9 A proverb spoken by someone stupid is as ridiculous as a thorn bush waved around by a drunk.
Gelijk een doorn gaat in de hand eens dronkaards, alzo is een spreuk in den mond der zotten.
10 Anyone who hires someone stupid or just a passer-by is like an archer wounding people by shooting arrows at random.
De groten doen een iegelijk verdriet aan, en huren de zotten, en huren de overtreders.
11 Stupid people repeat their stupidity like a dog returning to its vomit.
Gelijk een hond tot zijn uitspuwsel wederkeert, alzo herneemt de zot zijn dwaasheid.
12 Have you seen a man who is wise in his own eyes? There's more hope for stupid people than for him!
Hebt gij een man gezien, die wijs in zijn ogen is! Van een zot is meer verwachting dan van hem.
13 Lazy people are the ones who say, “There's a lion on the road—a lion running around the streets!”
De luiaard zegt: Er is een felle leeuw op den weg, een leeuw is op de straten.
14 A lazy person turns in bed like a door turns on its hinge.
Een deur keert om op haar herre, alzo de luiaard op zijn bed.
15 Lazy people put their hands in a dish, but are too tired to lift the food to their mouths.
De luiaard verbergt zijn hand in den boezem, hij is te moede, om die weder tot zijn mond te brengen.
16 In their own eyes lazy people are wiser than many sensible advisors.
De luiaard is wijzer in zijn ogen, dan zeven, die met rede antwoorden.
17 Interfering in someone else's quarrel is like grabbing a stray dog by the ears.
De voorbijgaande, die zich vertoornt in een twist, die hem niet aangaat, is gelijk die een hond bij de oren grijpt.

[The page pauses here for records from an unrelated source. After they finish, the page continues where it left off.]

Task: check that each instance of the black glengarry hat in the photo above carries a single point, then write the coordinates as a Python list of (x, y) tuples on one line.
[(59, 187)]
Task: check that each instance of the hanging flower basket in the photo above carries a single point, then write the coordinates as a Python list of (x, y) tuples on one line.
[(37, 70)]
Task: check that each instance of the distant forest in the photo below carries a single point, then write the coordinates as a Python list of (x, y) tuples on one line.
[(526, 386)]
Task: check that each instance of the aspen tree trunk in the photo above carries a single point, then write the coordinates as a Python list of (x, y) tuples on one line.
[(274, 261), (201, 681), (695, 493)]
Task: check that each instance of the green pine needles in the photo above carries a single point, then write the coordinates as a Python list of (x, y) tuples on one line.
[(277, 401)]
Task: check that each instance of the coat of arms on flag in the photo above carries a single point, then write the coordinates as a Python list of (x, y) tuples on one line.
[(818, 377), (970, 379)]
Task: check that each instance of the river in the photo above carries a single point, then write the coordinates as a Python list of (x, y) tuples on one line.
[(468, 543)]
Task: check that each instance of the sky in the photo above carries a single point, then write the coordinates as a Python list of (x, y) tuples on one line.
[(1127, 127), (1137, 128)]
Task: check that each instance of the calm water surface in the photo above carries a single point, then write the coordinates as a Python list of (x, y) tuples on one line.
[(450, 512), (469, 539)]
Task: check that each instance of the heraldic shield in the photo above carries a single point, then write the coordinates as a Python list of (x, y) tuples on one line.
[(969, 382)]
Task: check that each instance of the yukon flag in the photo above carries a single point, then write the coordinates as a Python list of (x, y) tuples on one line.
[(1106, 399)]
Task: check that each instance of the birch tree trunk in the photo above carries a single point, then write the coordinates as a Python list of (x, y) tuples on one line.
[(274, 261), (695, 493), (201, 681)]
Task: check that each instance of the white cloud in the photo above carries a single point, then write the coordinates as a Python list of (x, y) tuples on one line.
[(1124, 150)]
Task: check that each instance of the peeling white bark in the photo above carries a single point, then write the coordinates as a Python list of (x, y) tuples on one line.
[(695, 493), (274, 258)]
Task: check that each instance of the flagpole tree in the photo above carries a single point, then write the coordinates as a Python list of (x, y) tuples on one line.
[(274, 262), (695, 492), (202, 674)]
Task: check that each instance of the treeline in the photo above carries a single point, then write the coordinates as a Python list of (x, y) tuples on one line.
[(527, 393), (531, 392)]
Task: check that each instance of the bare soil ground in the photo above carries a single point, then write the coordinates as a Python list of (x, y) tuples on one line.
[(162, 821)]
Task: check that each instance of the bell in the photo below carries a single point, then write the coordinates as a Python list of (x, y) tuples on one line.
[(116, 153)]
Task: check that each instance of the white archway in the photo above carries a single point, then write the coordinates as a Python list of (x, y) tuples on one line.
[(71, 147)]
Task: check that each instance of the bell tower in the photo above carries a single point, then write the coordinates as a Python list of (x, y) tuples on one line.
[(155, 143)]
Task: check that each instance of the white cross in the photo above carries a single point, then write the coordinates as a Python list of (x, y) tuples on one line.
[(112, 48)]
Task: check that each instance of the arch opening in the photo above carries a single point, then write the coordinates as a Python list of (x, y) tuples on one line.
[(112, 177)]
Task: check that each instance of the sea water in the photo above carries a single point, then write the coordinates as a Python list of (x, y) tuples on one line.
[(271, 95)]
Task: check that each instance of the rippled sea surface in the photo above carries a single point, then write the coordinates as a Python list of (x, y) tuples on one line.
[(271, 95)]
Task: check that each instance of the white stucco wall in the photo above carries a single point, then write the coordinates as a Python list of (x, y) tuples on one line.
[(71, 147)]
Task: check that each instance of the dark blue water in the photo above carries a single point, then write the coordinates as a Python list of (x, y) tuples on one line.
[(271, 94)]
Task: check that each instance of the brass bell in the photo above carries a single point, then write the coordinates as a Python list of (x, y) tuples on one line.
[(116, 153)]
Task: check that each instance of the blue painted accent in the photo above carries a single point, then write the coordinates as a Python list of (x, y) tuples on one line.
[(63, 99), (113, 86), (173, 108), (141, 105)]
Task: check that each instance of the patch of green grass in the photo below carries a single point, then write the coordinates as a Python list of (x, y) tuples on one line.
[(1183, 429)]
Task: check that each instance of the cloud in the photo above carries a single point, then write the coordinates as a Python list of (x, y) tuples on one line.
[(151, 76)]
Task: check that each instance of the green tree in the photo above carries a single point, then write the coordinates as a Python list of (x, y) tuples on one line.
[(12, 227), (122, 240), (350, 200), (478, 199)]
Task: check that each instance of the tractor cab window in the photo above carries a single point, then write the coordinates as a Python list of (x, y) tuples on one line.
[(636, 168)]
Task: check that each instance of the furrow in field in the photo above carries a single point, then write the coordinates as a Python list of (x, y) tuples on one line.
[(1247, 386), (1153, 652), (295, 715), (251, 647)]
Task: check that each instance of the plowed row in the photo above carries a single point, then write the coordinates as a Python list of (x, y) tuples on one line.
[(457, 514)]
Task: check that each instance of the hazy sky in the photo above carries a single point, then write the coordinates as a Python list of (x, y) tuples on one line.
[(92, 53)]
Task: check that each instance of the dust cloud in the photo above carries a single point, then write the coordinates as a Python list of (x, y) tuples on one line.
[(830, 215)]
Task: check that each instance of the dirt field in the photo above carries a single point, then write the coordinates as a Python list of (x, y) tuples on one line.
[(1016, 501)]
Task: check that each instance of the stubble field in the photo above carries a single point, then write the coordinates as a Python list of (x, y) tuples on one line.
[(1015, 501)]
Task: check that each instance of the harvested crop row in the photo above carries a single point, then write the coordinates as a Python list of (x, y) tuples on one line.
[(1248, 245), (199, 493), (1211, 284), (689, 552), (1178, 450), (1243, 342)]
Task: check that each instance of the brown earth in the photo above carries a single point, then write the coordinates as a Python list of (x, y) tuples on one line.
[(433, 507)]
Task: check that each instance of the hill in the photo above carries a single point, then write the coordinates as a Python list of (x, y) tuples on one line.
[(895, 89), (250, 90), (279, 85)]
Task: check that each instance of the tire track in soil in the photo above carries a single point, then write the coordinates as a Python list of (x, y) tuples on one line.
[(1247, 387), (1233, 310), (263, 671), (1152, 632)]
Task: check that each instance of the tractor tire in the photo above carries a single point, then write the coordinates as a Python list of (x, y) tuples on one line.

18 You're like a crazy person firing off blazing arrows and killing people
Gelijk een, die zich veinst te razen, die vuursprankelen, pijlen en dodelijke dingen werpt;
19 if you lie to your friend and then say, “I was only joking!”
Alzo is een man, die zijn naaste bedriegt, en zegt: Jok ik er niet mede?
20 Without wood, the fire goes out; and without gossips, arguments stop.
Als er geen hout is, gaat het vuur uit; en als er geen oorblazer is, wordt het gekijf gestild.
21 An argumentative person fires up quarrels like putting charcoal on hot embers or wood on a fire.
De dove kool is om de vurige kool, en het hout om het vuur; alzo is een kijfachtig man, om twist te ontsteken.
22 Listening to gossip is like gulping down bites of your favorite food—they go deep down inside you.
De woorden des oorblazers zijn als dergenen, die geslagen zijn, en die dalen in het binnenste des buiks.
23 Smooth talking with evil intent is like a shiny lead glaze on an earthenware pot.
Brandende lippen, en een boos hart, zijn als een potscherf met schuim van zilver overtogen.
24 People say nice things to you even though they hate you; deep down they're just lying to you.
Die haat draagt, houdt zich vreemd met zijn lippen; maar in zijn binnenste stelt hij bedrog aan.
25 When people talk nicely to you, don't believe them—their minds are full of hate for you.
Als hij met zijn stem smeekt, geloof hem niet, want zeven gruwelen zijn in zijn hart.
26 Even though their hatred may be hidden by cunning tricks, their evil will be revealed to everyone.
Wiens haat door bedrog bedekt is, diens boosheid zal in de gemeente geopenbaard worden.
27 Those who dig pits to trap others will fall in themselves, and those who start boulders rolling will be crushed themselves.
Die een kuil graaft, zal er in vallen, en die een steen wentelt, op hem zal hij wederkeren.
28 If you tell lies, you show you hate your victims; if you flatter people, you cause disaster.
Een valse tong haat degenen, die zij verbrijzelt; en een gladde mond maakt omstoting.